Ho pensato di scriverlo sempre con l’obiettivo di fare ordine e spiegare come stanno le cose in maniera che tu, in piana autonomia, possa avere gli strumenti per risolvere il tuo problema energetico.

Questo perchè, come spesso capita, le credenze comuni non aiutano a risolvere il problema bensì lo complicano, ti spiego il perchè:
fino ad oggi il mercato del fotovoltaico stato sempre misurato in un unità di misura ERRATA che è solo indicativa del risultato finale ma non è di nessun affidamento per il raggiungimento dello stesso.

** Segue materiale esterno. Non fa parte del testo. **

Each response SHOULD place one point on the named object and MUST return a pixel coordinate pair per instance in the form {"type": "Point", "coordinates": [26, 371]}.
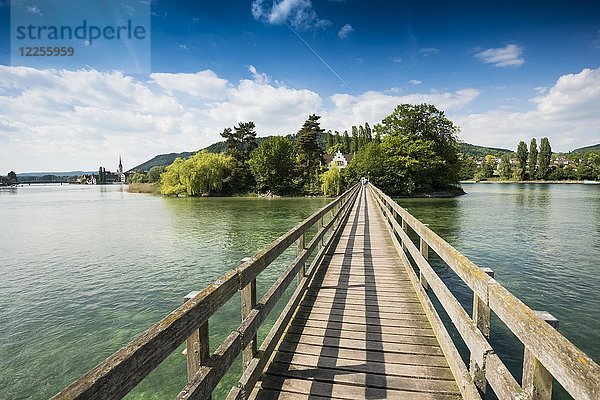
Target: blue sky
{"type": "Point", "coordinates": [503, 71]}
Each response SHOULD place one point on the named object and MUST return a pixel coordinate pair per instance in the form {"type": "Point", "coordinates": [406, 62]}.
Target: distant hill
{"type": "Point", "coordinates": [473, 150]}
{"type": "Point", "coordinates": [167, 159]}
{"type": "Point", "coordinates": [69, 173]}
{"type": "Point", "coordinates": [595, 147]}
{"type": "Point", "coordinates": [221, 147]}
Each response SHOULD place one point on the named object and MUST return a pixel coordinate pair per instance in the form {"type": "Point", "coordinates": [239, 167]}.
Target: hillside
{"type": "Point", "coordinates": [595, 147]}
{"type": "Point", "coordinates": [473, 150]}
{"type": "Point", "coordinates": [220, 147]}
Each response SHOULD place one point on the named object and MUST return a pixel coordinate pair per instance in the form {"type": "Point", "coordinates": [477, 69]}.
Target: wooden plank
{"type": "Point", "coordinates": [362, 344]}
{"type": "Point", "coordinates": [379, 337]}
{"type": "Point", "coordinates": [340, 391]}
{"type": "Point", "coordinates": [384, 329]}
{"type": "Point", "coordinates": [371, 367]}
{"type": "Point", "coordinates": [382, 381]}
{"type": "Point", "coordinates": [360, 354]}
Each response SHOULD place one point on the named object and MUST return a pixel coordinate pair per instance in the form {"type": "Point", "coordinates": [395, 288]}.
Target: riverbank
{"type": "Point", "coordinates": [149, 188]}
{"type": "Point", "coordinates": [536, 182]}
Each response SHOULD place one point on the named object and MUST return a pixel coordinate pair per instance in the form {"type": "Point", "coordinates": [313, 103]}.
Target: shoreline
{"type": "Point", "coordinates": [532, 182]}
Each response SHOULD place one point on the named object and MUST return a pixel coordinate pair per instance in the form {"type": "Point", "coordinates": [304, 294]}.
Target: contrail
{"type": "Point", "coordinates": [320, 58]}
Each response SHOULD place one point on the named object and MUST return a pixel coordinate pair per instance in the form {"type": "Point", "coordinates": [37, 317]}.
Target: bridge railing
{"type": "Point", "coordinates": [548, 354]}
{"type": "Point", "coordinates": [122, 371]}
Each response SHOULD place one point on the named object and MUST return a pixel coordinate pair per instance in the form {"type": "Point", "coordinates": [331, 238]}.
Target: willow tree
{"type": "Point", "coordinates": [332, 181]}
{"type": "Point", "coordinates": [200, 174]}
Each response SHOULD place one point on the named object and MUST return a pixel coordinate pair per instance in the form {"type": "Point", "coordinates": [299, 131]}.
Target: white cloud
{"type": "Point", "coordinates": [345, 31]}
{"type": "Point", "coordinates": [567, 114]}
{"type": "Point", "coordinates": [62, 120]}
{"type": "Point", "coordinates": [300, 14]}
{"type": "Point", "coordinates": [429, 51]}
{"type": "Point", "coordinates": [203, 84]}
{"type": "Point", "coordinates": [507, 56]}
{"type": "Point", "coordinates": [34, 10]}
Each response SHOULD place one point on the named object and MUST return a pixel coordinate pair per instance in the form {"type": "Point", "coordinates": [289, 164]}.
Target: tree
{"type": "Point", "coordinates": [505, 167]}
{"type": "Point", "coordinates": [138, 177]}
{"type": "Point", "coordinates": [354, 145]}
{"type": "Point", "coordinates": [329, 140]}
{"type": "Point", "coordinates": [272, 165]}
{"type": "Point", "coordinates": [544, 157]}
{"type": "Point", "coordinates": [368, 132]}
{"type": "Point", "coordinates": [155, 172]}
{"type": "Point", "coordinates": [308, 151]}
{"type": "Point", "coordinates": [522, 155]}
{"type": "Point", "coordinates": [241, 140]}
{"type": "Point", "coordinates": [420, 145]}
{"type": "Point", "coordinates": [468, 168]}
{"type": "Point", "coordinates": [332, 181]}
{"type": "Point", "coordinates": [337, 139]}
{"type": "Point", "coordinates": [200, 174]}
{"type": "Point", "coordinates": [346, 143]}
{"type": "Point", "coordinates": [533, 153]}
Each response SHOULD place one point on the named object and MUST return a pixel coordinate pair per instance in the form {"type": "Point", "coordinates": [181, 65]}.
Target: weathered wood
{"type": "Point", "coordinates": [571, 367]}
{"type": "Point", "coordinates": [248, 297]}
{"type": "Point", "coordinates": [207, 378]}
{"type": "Point", "coordinates": [452, 356]}
{"type": "Point", "coordinates": [424, 249]}
{"type": "Point", "coordinates": [482, 318]}
{"type": "Point", "coordinates": [501, 380]}
{"type": "Point", "coordinates": [118, 374]}
{"type": "Point", "coordinates": [537, 381]}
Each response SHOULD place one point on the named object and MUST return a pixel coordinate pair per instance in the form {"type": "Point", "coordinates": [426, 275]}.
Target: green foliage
{"type": "Point", "coordinates": [421, 150]}
{"type": "Point", "coordinates": [533, 153]}
{"type": "Point", "coordinates": [155, 172]}
{"type": "Point", "coordinates": [332, 181]}
{"type": "Point", "coordinates": [137, 177]}
{"type": "Point", "coordinates": [272, 165]}
{"type": "Point", "coordinates": [468, 169]}
{"type": "Point", "coordinates": [201, 174]}
{"type": "Point", "coordinates": [346, 143]}
{"type": "Point", "coordinates": [308, 151]}
{"type": "Point", "coordinates": [544, 159]}
{"type": "Point", "coordinates": [522, 155]}
{"type": "Point", "coordinates": [505, 167]}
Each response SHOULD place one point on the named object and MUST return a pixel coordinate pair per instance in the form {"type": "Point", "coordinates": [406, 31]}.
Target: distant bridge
{"type": "Point", "coordinates": [360, 324]}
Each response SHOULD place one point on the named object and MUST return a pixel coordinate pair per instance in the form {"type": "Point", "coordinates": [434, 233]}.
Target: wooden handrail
{"type": "Point", "coordinates": [572, 368]}
{"type": "Point", "coordinates": [122, 371]}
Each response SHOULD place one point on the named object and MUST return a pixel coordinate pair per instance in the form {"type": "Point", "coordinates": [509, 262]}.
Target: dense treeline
{"type": "Point", "coordinates": [533, 163]}
{"type": "Point", "coordinates": [412, 151]}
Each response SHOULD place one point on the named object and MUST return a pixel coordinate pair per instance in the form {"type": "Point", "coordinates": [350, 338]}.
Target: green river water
{"type": "Point", "coordinates": [83, 270]}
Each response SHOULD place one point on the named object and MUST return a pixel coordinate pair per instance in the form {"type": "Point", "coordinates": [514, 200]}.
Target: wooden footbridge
{"type": "Point", "coordinates": [361, 323]}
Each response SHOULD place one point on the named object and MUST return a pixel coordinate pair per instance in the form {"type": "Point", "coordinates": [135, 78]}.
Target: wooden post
{"type": "Point", "coordinates": [405, 229]}
{"type": "Point", "coordinates": [299, 250]}
{"type": "Point", "coordinates": [248, 303]}
{"type": "Point", "coordinates": [481, 316]}
{"type": "Point", "coordinates": [319, 227]}
{"type": "Point", "coordinates": [537, 381]}
{"type": "Point", "coordinates": [197, 346]}
{"type": "Point", "coordinates": [424, 248]}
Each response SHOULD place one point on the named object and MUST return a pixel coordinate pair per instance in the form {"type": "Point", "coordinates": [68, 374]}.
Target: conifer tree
{"type": "Point", "coordinates": [522, 154]}
{"type": "Point", "coordinates": [545, 157]}
{"type": "Point", "coordinates": [533, 153]}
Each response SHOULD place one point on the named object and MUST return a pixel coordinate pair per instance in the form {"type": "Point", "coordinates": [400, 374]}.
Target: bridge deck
{"type": "Point", "coordinates": [360, 332]}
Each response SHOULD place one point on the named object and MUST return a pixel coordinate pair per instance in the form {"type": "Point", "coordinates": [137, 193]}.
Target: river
{"type": "Point", "coordinates": [87, 268]}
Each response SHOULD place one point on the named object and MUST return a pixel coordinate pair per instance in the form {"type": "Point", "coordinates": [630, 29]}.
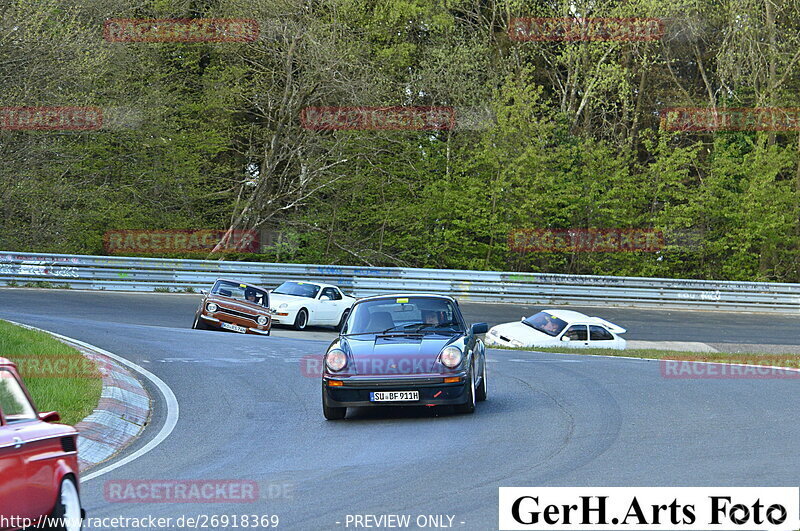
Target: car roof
{"type": "Point", "coordinates": [314, 282]}
{"type": "Point", "coordinates": [567, 315]}
{"type": "Point", "coordinates": [572, 317]}
{"type": "Point", "coordinates": [239, 282]}
{"type": "Point", "coordinates": [406, 295]}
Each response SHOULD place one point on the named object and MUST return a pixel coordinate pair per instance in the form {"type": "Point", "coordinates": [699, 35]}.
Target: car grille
{"type": "Point", "coordinates": [237, 313]}
{"type": "Point", "coordinates": [391, 382]}
{"type": "Point", "coordinates": [68, 444]}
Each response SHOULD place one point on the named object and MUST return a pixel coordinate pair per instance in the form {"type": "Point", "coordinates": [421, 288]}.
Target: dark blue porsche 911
{"type": "Point", "coordinates": [404, 350]}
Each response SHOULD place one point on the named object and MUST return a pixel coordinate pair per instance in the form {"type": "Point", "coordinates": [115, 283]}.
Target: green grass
{"type": "Point", "coordinates": [751, 358]}
{"type": "Point", "coordinates": [73, 392]}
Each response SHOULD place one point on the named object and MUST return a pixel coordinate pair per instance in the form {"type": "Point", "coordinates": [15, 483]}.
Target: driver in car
{"type": "Point", "coordinates": [551, 326]}
{"type": "Point", "coordinates": [430, 317]}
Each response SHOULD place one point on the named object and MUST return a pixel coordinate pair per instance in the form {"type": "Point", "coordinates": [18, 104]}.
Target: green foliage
{"type": "Point", "coordinates": [549, 135]}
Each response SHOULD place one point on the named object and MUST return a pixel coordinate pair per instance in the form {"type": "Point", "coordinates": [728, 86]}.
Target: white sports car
{"type": "Point", "coordinates": [554, 328]}
{"type": "Point", "coordinates": [301, 304]}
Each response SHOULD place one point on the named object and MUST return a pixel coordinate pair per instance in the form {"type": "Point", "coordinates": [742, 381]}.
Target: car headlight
{"type": "Point", "coordinates": [451, 357]}
{"type": "Point", "coordinates": [335, 359]}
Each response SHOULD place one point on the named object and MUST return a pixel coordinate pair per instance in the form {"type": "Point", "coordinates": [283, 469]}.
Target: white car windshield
{"type": "Point", "coordinates": [546, 323]}
{"type": "Point", "coordinates": [298, 289]}
{"type": "Point", "coordinates": [405, 314]}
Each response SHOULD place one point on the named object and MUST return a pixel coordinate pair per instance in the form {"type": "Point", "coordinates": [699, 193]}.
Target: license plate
{"type": "Point", "coordinates": [235, 328]}
{"type": "Point", "coordinates": [394, 396]}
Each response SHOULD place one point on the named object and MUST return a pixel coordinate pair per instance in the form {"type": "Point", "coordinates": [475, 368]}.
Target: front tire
{"type": "Point", "coordinates": [198, 323]}
{"type": "Point", "coordinates": [332, 413]}
{"type": "Point", "coordinates": [301, 321]}
{"type": "Point", "coordinates": [468, 407]}
{"type": "Point", "coordinates": [345, 314]}
{"type": "Point", "coordinates": [66, 515]}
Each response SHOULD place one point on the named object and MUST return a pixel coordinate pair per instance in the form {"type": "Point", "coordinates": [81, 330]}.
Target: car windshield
{"type": "Point", "coordinates": [241, 292]}
{"type": "Point", "coordinates": [298, 289]}
{"type": "Point", "coordinates": [546, 323]}
{"type": "Point", "coordinates": [404, 315]}
{"type": "Point", "coordinates": [13, 402]}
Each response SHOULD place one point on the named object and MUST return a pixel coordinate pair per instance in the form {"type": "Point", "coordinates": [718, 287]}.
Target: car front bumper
{"type": "Point", "coordinates": [217, 323]}
{"type": "Point", "coordinates": [355, 391]}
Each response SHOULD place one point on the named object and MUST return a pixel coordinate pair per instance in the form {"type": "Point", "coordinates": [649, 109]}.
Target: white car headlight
{"type": "Point", "coordinates": [335, 359]}
{"type": "Point", "coordinates": [451, 357]}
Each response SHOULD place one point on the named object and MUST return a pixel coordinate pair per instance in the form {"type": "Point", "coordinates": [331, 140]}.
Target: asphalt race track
{"type": "Point", "coordinates": [247, 412]}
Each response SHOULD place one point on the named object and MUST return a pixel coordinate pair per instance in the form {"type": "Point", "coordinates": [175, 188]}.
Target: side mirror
{"type": "Point", "coordinates": [480, 328]}
{"type": "Point", "coordinates": [50, 416]}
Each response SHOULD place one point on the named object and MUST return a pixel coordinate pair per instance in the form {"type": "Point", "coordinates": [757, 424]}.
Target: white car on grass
{"type": "Point", "coordinates": [302, 304]}
{"type": "Point", "coordinates": [558, 328]}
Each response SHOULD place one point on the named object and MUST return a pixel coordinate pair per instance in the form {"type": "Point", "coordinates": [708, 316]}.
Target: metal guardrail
{"type": "Point", "coordinates": [159, 274]}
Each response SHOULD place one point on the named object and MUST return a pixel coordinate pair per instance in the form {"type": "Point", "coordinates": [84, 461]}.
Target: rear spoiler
{"type": "Point", "coordinates": [611, 326]}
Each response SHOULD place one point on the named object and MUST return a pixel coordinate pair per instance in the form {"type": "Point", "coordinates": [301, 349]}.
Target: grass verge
{"type": "Point", "coordinates": [749, 358]}
{"type": "Point", "coordinates": [58, 377]}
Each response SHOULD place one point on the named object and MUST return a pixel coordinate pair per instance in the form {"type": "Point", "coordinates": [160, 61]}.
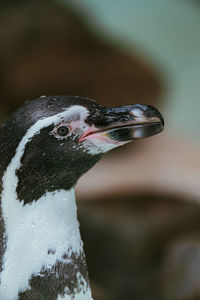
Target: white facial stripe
{"type": "Point", "coordinates": [85, 294]}
{"type": "Point", "coordinates": [31, 230]}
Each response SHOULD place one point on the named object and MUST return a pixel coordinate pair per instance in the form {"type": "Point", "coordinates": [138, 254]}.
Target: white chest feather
{"type": "Point", "coordinates": [37, 234]}
{"type": "Point", "coordinates": [33, 230]}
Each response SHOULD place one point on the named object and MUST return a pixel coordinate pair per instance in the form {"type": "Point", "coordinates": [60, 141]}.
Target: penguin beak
{"type": "Point", "coordinates": [122, 124]}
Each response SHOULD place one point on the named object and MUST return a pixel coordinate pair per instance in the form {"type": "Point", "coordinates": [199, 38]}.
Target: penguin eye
{"type": "Point", "coordinates": [62, 130]}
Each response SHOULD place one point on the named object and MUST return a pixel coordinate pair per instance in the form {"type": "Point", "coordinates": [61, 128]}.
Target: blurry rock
{"type": "Point", "coordinates": [126, 240]}
{"type": "Point", "coordinates": [182, 270]}
{"type": "Point", "coordinates": [46, 48]}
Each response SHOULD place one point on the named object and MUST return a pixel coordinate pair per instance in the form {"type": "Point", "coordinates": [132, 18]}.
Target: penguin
{"type": "Point", "coordinates": [45, 147]}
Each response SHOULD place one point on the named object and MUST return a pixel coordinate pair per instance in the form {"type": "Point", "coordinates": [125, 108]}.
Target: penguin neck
{"type": "Point", "coordinates": [43, 252]}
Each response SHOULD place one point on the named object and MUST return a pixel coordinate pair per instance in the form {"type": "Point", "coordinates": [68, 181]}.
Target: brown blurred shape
{"type": "Point", "coordinates": [46, 49]}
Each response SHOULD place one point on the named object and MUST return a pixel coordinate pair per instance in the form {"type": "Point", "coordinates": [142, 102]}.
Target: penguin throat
{"type": "Point", "coordinates": [44, 253]}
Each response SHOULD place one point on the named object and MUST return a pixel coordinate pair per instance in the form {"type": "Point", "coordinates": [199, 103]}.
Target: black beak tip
{"type": "Point", "coordinates": [154, 112]}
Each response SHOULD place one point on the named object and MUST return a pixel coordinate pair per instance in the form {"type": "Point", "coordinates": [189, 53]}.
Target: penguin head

L’unità di misura di cui parlo è il famoso “kilowatt di picco” (kWp).

Per capire perchè questa unità di misura non è direttamente legata al risultato finale andiamo ad analizzare insieme la definizione che ci da wikipedia ed è universalmente accettata da tutti quelli che operano nel campo:

“In ambito fotovoltaico, sulla base della normativa IEC 904-3 (1989), questo valore viene usato per indicare la POTENZA erogata da un modulo o da una cella fotovoltaica se sottoposti alle condizioni standard di:

  1. irraggiamento di 1000 W/m2
  2. temperatura di cella di 25 °C
  3. posizione del sole a 1,5 AM.

Quindi ha senso parlare di kilowatt di picco se siamo all’interno di queste condizioni, non al di fuori; quando queste condizioni non ci sono il valore potrebbe essere anche nullo; l’esempio più semplice è quello di mettere un modulo in una stanza buia, una cosa è certa la POTENZA erogata sarebbe ZERO.

Già con queste prime considerazioni sei in grado di capire da solo che questa unità di misura non serve per misurare l’energia che produrrà il sistema che acquisti, ma solo per misurare l’energia che potrebbe produrre un sistema fotovoltaico in condizioni specifiche o meglio standard.

E a chi serve sapere qual è la potenza massima per POTREBBE produrre un modulo Fotovoltaico??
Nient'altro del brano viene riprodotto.